Last month I spent two hours staring at a perfectly healthy RDS instance while our staging application threw connection timeout errors on every deploy. The database was running, CloudWatch showed zero CPU pressure, and the credentials were correct. It turned out the RDS instance had been recreated in a new subnet that had no route to the application’s VPC CIDR, and the security group was still referencing the old application security group ID. Two tiny misconfigurations, invisible from the RDS console’s green “Available” status. In this post, I’ll walk through every layer that can cause RDS connection timeouts and exactly how to fix each one.

The Problem

Your RDS instance shows “Available” in the console, but application connections fail immediately or hang until timeout. You see errors like these:

Error Type Description
Connection Timed Out FATAL: could not connect to server: Connection timed out or Can't connect to MySQL server on 'hostname' (110)
Connection Refused Connection refused on the correct port (3306/5432)
No Route to Host No route to host when connecting from EC2 or Lambda
Too Many Connections FATAL: too many connections for role or ERROR 1040 (HY000): Too many connections

The application is dead in the water, and the RDS console gives you nothing useful because the database engine itself is fine.

Why Does This Happen?

  • Security group does not allow inbound traffic on the database port — The RDS instance’s security group must explicitly allow TCP traffic on port 3306 (MySQL/Aurora MySQL) or 5432 (PostgreSQL/Aurora PostgreSQL) from the application’s security group or CIDR range.
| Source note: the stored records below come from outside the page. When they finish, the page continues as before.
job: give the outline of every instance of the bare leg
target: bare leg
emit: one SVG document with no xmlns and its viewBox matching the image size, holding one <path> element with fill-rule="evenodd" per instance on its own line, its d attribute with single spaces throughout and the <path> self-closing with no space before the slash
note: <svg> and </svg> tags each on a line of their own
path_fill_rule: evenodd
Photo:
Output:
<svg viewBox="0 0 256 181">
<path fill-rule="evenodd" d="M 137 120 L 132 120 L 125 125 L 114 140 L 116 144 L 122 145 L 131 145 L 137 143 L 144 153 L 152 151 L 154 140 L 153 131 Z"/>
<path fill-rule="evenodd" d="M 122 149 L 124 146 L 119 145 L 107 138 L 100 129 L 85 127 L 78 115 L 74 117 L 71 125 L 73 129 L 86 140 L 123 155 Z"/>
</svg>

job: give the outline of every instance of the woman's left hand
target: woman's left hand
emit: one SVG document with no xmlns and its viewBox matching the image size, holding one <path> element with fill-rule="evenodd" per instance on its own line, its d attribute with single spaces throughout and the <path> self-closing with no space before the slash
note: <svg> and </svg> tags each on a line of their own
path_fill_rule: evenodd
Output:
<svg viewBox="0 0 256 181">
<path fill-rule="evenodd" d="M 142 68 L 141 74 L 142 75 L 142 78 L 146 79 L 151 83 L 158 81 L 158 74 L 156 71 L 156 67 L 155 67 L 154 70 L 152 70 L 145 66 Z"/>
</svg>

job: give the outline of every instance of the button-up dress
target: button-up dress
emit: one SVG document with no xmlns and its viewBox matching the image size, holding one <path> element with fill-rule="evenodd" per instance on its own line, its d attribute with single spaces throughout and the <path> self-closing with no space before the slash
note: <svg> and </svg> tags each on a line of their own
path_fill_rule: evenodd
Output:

If someone tightened the rules or the application moved to a new security group, connections are silently dropped.

  • RDS instance is in a private subnet with no route to the application — If the RDS instance sits in a subnet whose route table has no path to the application’s network (whether that’s another subnet in the same VPC, a peered VPC, or an on-premises network over VPN), packets never arrive. This is common after VPC peering changes or Transit Gateway route table updates.

  • Network ACL is blocking the port — Unlike security groups, NACLs are stateless. Even if you allow inbound 3306, you need a matching outbound rule for ephemeral ports (1024-65535) back to the client. A restrictive NACL on either the application subnet or the RDS subnet can kill connectivity.
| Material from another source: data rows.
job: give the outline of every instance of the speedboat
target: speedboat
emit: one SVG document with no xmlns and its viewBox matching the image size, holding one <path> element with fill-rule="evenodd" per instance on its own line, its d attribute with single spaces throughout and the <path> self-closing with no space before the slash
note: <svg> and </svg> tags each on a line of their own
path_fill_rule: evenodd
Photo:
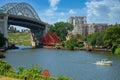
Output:
<svg viewBox="0 0 120 80">
<path fill-rule="evenodd" d="M 101 66 L 112 65 L 112 61 L 109 61 L 108 59 L 101 59 L 99 61 L 96 61 L 96 65 L 101 65 Z"/>
</svg>

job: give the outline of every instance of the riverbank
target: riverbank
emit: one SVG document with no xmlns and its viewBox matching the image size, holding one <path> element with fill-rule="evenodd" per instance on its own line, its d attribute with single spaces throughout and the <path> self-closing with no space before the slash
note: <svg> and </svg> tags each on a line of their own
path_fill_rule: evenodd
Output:
<svg viewBox="0 0 120 80">
<path fill-rule="evenodd" d="M 43 46 L 43 48 L 46 49 L 62 49 L 62 50 L 69 50 L 68 48 L 63 48 L 61 46 Z M 74 50 L 84 50 L 84 51 L 91 51 L 91 52 L 111 52 L 110 49 L 106 49 L 106 48 L 74 48 Z"/>
<path fill-rule="evenodd" d="M 0 76 L 0 80 L 23 80 L 23 79 L 15 79 L 15 78 Z"/>
</svg>

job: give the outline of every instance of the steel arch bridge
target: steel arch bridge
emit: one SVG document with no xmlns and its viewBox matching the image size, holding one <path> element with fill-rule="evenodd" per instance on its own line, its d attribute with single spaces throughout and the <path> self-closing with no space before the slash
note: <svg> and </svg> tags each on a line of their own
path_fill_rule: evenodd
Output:
<svg viewBox="0 0 120 80">
<path fill-rule="evenodd" d="M 7 3 L 1 9 L 0 32 L 6 38 L 8 38 L 7 28 L 9 25 L 23 26 L 31 30 L 34 45 L 39 45 L 38 43 L 41 41 L 42 36 L 47 32 L 48 24 L 39 18 L 37 12 L 31 5 L 24 2 Z"/>
<path fill-rule="evenodd" d="M 5 10 L 5 13 L 8 13 L 9 15 L 16 15 L 16 16 L 25 16 L 33 19 L 40 20 L 38 14 L 34 10 L 34 8 L 24 2 L 21 3 L 7 3 L 1 7 Z"/>
</svg>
  • RDS parameter group has a low max_connections value — If the parameter group sets max_connections too low (or if it’s derived from a small instance class via the {DBInstanceClassMemory} formula), legitimate connections get rejected once the limit is hit. The database is healthy but actively refusing new clients.

  • DNS resolution is failing for the RDS endpoint — The RDS endpoint is a DNS name, not an IP. If the application is in a VPC with enableDnsSupport or enableDnsHostnames turned off, or if the application is resolving against a custom DNS server that doesn’t forward to AmazonProvidedDNS, the hostname doesn’t resolve.

  • RDS instance is in a different Availability Zone with no cross-AZ routing — After a failover in a Multi-AZ deployment, the standby in a different AZ becomes primary. If the subnet group or routing doesn’t cover that AZ, clients lose connectivity.

The Fix

Work through these checks in order. Start with the cheapest, most common causes first, then move deeper.

Step 1: Verify the RDS instance is actually available and get its endpoint

# Confirm the RDS instance status and retrieve the endpoint
aws rds describe-db-instances \
  --db-instance-identifier my-app-database \
  --region us-east-1 \
  --query 'DBInstances[0].{Status:DBInstanceStatus,Endpoint:Endpoint.Address,Port:Endpoint.Port,VPC:DBSubnetGroup.VpcId,SecurityGroups:VpcSecurityGroups[*].VpcSecurityGroupId}' \
  --output table

If the status is anything other than “available,” wait for the operation to complete. Note the endpoint, port, VPC ID, and security group IDs for the next steps.

Step 2: Test basic connectivity from the application host

# From your EC2 instance or container, test TCP connectivity
# Replace the endpoint and port with your values
nc -zv my-app-database.c9aksdjf.us-east-1.rds.amazonaws.com 5432 -w 5

# If nc is not available, use timeout + bash
timeout 5 bash -c 'echo > /dev/tcp/my-app-database.c9aksdjf.us-east-1.rds.amazonaws.com/5432' && echo "Connected" || echo "Timed out"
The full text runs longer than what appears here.